We anticipate the EEOC will provide clarity on at least some of these and other questions when it releases its filing support materials (here) in the next month.

Making sure that EEO-1 reports for public companies are accurate will be even more important going forward  as pressure for public disclosure of EEO-1 data comes from a variety of stakeholders.  Activist shareholder groups are recalibrating their priorities for 2021 when it comes to human capital management issues and looking to measure progress on DEI.  These activist shareholders are seeking the disclosure of EEO-1 metrics from some of their target companies.

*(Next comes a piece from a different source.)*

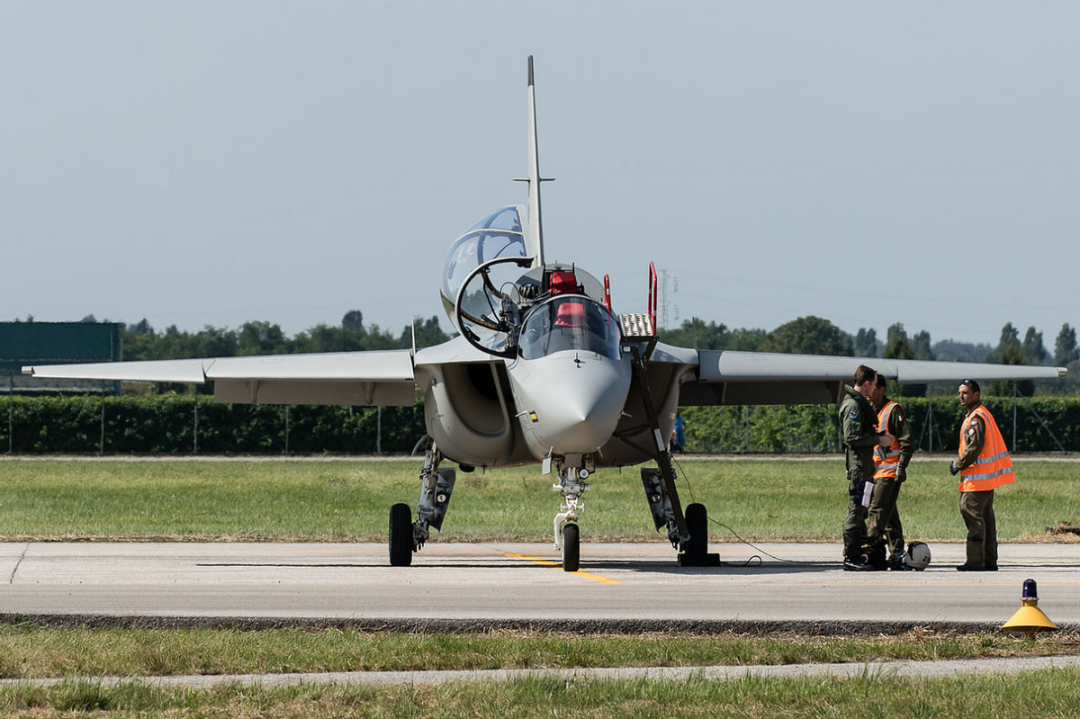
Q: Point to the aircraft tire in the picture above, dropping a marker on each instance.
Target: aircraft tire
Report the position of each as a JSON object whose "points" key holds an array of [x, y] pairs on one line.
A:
{"points": [[697, 524], [401, 536], [571, 547]]}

More significantly State Street Global advisors, a long-term investor in more than 10,000 public companies across the world, as part of its asset stewardship program, is focused on the ways in which gender, racial, and ethnic diversity impacts them as investors.  Starting in 2021, State Street will ask companies in their investment portfolio to make relevant disclosure available to shareholders about their gender, racial, and ethnic diversity.  Specifically, by 2022, State Street is asking their portfolio companies to provide measures of the diversity of the firm’s global employee base by providing diversity data by gender, race, and ethnicity broken down by industry relevant employment categories or levels of seniority, for all full-time employees.  In the United States, State Street is asking employers to use the disclosure framework set forth in the EEO-1 form and is asking for public disclosure of that form.  This kind of asset stewardship from major asset managers like State Street may end up moving the needle more on DEI than any government initiative has done in the past.

What is clear is that EEO-1 reporting will take on increasing significance in the future, and companies should carefully review their processes for collecting and reporting this data.